Il a vu ses propres parents se faire assassiner quand il n'avait que cinq ans. Sa seule famille depuis, ce sont des assassins qui ont fait de lui une machine à tuer. Il n'a jamais vraiment eu de famille. Serait-ce pour ça qu'il aspire à en avoir une ?
Je n'y avais jamais pensé sous cet angle. Ça n'excuse pas ce qu'il a fait, mais ça explique son comportement.

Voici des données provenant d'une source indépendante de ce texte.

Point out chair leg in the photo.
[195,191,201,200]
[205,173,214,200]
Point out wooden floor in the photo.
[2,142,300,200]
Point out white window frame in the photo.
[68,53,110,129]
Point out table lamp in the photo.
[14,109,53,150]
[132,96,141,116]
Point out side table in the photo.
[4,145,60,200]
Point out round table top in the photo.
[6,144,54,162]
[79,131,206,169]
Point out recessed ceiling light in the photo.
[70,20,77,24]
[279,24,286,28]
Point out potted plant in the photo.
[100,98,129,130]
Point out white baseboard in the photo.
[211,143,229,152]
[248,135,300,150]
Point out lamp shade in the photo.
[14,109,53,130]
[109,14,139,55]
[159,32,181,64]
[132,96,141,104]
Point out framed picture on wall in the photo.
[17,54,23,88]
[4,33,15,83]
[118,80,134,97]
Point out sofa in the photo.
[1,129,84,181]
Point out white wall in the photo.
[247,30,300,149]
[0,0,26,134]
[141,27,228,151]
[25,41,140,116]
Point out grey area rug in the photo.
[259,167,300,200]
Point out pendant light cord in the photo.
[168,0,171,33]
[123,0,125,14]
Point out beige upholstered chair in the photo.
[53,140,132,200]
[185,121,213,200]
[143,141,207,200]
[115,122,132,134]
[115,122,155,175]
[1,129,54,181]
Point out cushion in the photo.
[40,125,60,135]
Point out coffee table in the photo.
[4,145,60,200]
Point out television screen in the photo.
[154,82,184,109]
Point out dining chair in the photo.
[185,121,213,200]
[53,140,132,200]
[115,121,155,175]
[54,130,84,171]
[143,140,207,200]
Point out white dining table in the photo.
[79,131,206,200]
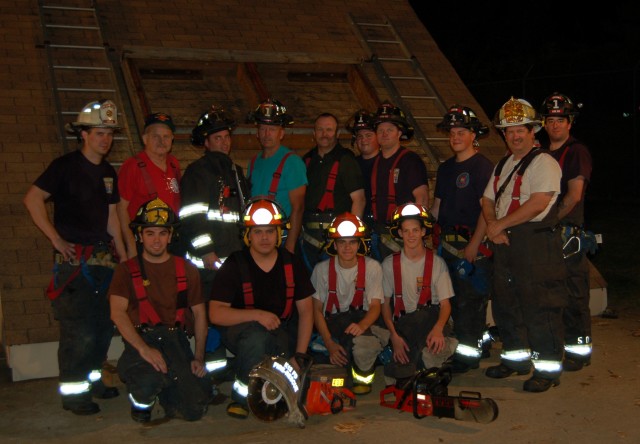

'Parle-lui juste,' insiste Maria. 'Sans tes barrières.'
'Mes barrières ne sont pas en place.'
'Si, elles viennent de se lever là. Essaie de ne pas être sur la défensive.'
'Mais c'est lui qui a tort.'
'C'est sûr, y a pas de doute là-dessus. Mais est-ce que tu veux que cette tension meurtrière dure le reste de vos vies ? Parce que le manque de communication peut devenir toxique beaucoup trop vite. Demande-moi comment je sais ça.'
Je lui frotte le bras, me souvenant de ce qu'elle m'a dit sur son histoire avec Karl. 'Mais tu es là maintenant, et Karl a prouvé qu'il te méritait.'
'Ethan non ?'
'Pas vraiment.'
'Et toucher à tes pilules contraceptives ne lui rapporte aucun bon point non plus.'
'Tu m'étonnes.' J'avale la boule dans ma gorge. 'Des fois, j'ai l'impression qu'il est si proche, et d'autres fois, c'est comme s'il était une ombre que je n'arrive jamais à attraper. Je pensais que ça allait, au début, mais je suis loin d'aller bien maintenant, Maria. J'ai l'impression d'être constamment sur des montagnes russes sans avoir le temps de reprendre mon souffle. Comment puis-je lui faire confiance maintenant ?'
'Parlez-en, Rose.' Elle adoucit son ton. 'C'est la seule façon pour toi d'avancer.'
J'hoche la tête même si je n'ai aucune idée de comment commencer ce 'dialogue'.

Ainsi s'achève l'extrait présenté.